The plan calls for $150 million through the United Nations relief agency UNRWA, $75 million in US economic support and $10 million in development funding, according to a notice emailed by the administration to congressional offices.
The new administration has previously pledged to resume hundreds of millions of dollars in assistance and work toward reopening the Palestinians’ diplomatic mission in Washington.
Biden’s aides have also signaled that they want to re-establish the goal of a negotiated two-state solution as a priority in US policy on the Israeli-Palestinian conflict.
But they have moved cautiously so far, and any major steps are likely to wait for the dust to clear after Israel’s inconclusive March election, which will be followed by Palestinian elections scheduled in coming months.
The Trump administration blocked nearly all aid after it severed ties with the Palestinian Authority in 2018. The move was widely seen as an attempt to force the Palestinians to negotiate with Israel on terms the Palestinian leadership branded as an effort to deny them a viable state.
The cuts came after Palestinian leaders decided to boycott the Trump administration’s peace efforts over its decision to recognise Jerusalem as the capital of Israel and move the US embassy there from Tel Aviv, upending decades of US policy.
This included rescinding funding for the United Nations Relief and Works Agency (UNRWA), which provides aid and relief services to around 5.7 million registered Palestinian refugees in the occupied West Bank, Gaza Strip and across the Middle East.
UNRWA
The bulk of the restored funding will be funneled to UNRWA while separate economic aid will go through an Economic Support Fund for programs in the West Bank and Gaza, and the development money via the US Agency for International Development (USAID), according to a congressional source.
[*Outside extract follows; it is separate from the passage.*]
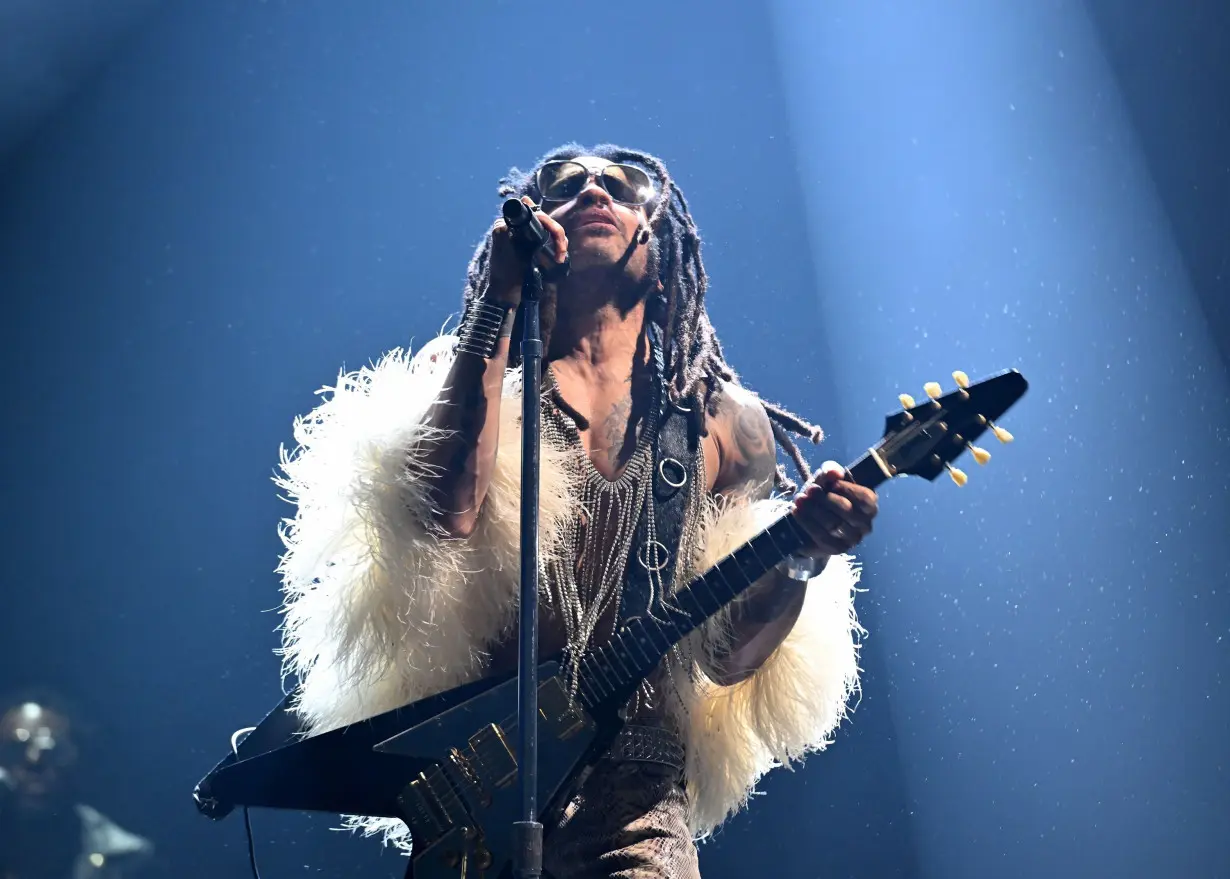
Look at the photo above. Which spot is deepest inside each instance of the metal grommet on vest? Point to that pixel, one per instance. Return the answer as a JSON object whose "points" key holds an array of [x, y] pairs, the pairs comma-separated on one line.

The United Nations welcomed the plan to restart UNRWA funding. “There were a number of countries that had greatly reduced to halted contributions to UNRWA. We hope that the American decision will lead others to rejoin ... as UNRWA donors,” UN spokesman Stephane Dujarric told reporters.
The notice to Congress also said Washington would resume security assistance to the Palestinians, the source said.
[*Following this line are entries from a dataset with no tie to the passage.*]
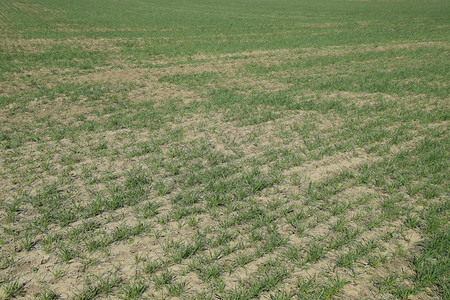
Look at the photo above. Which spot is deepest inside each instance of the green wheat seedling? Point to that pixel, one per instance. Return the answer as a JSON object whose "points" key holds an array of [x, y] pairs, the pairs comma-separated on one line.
{"points": [[207, 149]]}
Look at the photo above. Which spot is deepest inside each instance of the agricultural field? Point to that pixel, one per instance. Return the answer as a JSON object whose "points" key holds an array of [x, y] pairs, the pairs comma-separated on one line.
{"points": [[212, 149]]}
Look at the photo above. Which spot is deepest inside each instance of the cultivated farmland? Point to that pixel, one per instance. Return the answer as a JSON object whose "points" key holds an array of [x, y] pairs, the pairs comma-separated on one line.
{"points": [[271, 149]]}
However, the administration is likely to hold back for now on resuming direct economic aid to the Palestinian Authority while Biden’s aides consult with Congress on potential legal obstacles, according to one person familiar with the matter. The notice to Congress assured lawmakers that all assistance would be consistent with US law.
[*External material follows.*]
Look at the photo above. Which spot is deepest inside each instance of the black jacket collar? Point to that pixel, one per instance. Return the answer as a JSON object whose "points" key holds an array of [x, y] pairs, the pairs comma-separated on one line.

The money that will go to UNRWA does not immediately restore contributions to the $365 million level that the US gave to the agency in 2017.
Most of the refugees assisted by UNRWA are descendants of some 700,000 Palestinians who were driven out of their homes or fled fighting in the 1948 war that led to Israel’s creation.
The growing refugee count was cited by the Trump administration in its 2018 defunding, with then-State Department spokeswoman Heather Nauert criticising UNRWA over what she called an “endlessly and exponentially expanding community of entitled beneficiaries.”
Right-wing Israeli Prime Minister Benjamin Netanyahu, who developed close ties with Trump, has also called for the dismantling of UNRWA.
Soon after Biden took office, his administration began laying the groundwork for restored relations with the Palestinians as well as renewed aid. Biden’s aides are crafting a more detailed plan to reset ties, two people familiar with the matter told Reuters in mid-March.
The administration announced late last month it was giving $15 million to vulnerable Palestinian communities in the West Bank and Gaza to help fight the COVID-19 pandemic.